Jean-Christophe Torres: The LGM is the fourth institution where I have exercised my responsibilities as headmaster. I was in France in Grenoble, Montpellier and Limoges where I ran very different high schools: downtown and rural, with professional training or general training. My last school was a high school with preparatory classes: that is to say, post-baccalaureate courses which prepare people to pass the contests of the grandes écoles (polytechnic, central, normal sup).

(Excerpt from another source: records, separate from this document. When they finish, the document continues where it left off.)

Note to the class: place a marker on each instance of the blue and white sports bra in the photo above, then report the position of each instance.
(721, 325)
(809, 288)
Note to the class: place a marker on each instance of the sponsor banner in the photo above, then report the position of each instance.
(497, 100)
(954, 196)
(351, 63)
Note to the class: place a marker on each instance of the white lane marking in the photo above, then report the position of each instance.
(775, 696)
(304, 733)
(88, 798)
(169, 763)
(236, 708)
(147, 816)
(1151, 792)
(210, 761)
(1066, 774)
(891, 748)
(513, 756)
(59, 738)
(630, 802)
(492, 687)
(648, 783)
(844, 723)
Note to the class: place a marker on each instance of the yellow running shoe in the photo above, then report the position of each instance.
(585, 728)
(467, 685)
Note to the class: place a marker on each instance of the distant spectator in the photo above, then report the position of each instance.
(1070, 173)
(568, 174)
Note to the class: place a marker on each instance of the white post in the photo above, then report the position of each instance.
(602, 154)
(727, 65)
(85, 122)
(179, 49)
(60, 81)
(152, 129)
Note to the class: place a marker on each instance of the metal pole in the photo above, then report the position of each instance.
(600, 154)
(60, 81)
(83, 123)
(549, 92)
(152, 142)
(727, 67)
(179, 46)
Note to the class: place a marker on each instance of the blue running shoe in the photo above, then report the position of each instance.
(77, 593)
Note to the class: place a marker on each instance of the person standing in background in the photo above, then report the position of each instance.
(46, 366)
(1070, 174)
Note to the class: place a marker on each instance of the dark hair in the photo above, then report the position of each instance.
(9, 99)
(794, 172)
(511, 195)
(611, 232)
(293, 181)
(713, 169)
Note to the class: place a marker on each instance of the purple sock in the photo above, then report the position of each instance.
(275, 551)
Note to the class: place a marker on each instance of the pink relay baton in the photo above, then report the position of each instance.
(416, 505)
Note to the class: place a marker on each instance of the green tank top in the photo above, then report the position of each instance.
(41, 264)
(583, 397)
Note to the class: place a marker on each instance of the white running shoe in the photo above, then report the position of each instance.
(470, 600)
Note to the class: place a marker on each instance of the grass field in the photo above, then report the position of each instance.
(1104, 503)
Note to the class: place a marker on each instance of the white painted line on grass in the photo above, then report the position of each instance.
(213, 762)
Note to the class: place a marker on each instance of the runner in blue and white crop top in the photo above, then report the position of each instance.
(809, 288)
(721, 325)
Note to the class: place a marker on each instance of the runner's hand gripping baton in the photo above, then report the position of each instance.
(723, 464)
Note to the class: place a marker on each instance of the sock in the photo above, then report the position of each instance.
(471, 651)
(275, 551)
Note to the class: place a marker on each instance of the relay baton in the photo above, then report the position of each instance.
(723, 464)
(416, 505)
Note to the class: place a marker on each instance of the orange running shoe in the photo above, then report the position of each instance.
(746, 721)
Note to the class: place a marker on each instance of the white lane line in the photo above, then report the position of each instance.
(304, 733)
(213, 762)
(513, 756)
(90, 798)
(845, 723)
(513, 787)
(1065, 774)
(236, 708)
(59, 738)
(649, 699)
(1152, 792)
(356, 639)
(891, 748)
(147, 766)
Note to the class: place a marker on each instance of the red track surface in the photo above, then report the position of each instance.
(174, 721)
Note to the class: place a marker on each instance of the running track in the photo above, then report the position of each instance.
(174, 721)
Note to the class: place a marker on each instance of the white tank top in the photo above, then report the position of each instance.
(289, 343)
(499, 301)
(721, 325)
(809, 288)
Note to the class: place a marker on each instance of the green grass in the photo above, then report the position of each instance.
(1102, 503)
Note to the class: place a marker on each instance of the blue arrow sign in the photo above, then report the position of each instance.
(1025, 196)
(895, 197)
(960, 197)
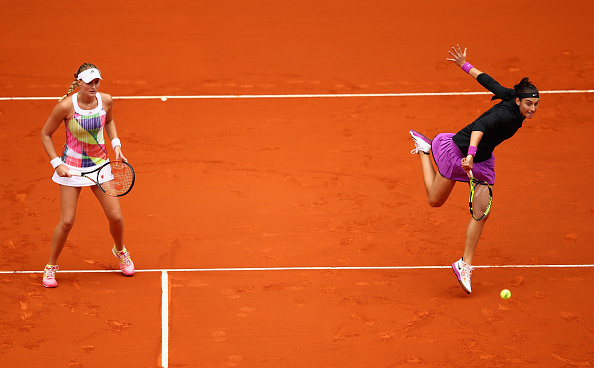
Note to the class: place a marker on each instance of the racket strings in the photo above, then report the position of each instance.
(116, 178)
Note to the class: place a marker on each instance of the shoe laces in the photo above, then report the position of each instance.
(50, 273)
(124, 257)
(466, 270)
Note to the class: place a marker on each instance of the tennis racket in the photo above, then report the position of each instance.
(481, 197)
(115, 178)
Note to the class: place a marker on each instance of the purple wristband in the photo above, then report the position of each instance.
(466, 67)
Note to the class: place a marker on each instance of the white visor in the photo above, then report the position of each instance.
(88, 75)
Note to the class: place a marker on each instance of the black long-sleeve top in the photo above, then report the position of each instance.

A long time ago I was a (15 years …) professor of philosophy before passing the competition of headmaster. I was a trainer of teachers, then of headmasters and of inspectors, and I was also school-business correspondent in Montpellier (my mission was to organize joint actions between high schools and companies, to develop joint projects). I also like to write and I have published to date nine books: in the fields of philosophy and sciences of education. I was also a member of the editorial board of a journal specialized in educational administration (the French magazine “administration et éducation”).
I am very happy with my arrival in Ethiopia and fully aware of the challenges that lie ahead for the establishment. But the quality of the teams and the overall dynamism that I feel in my professional environment make me very confident for the future.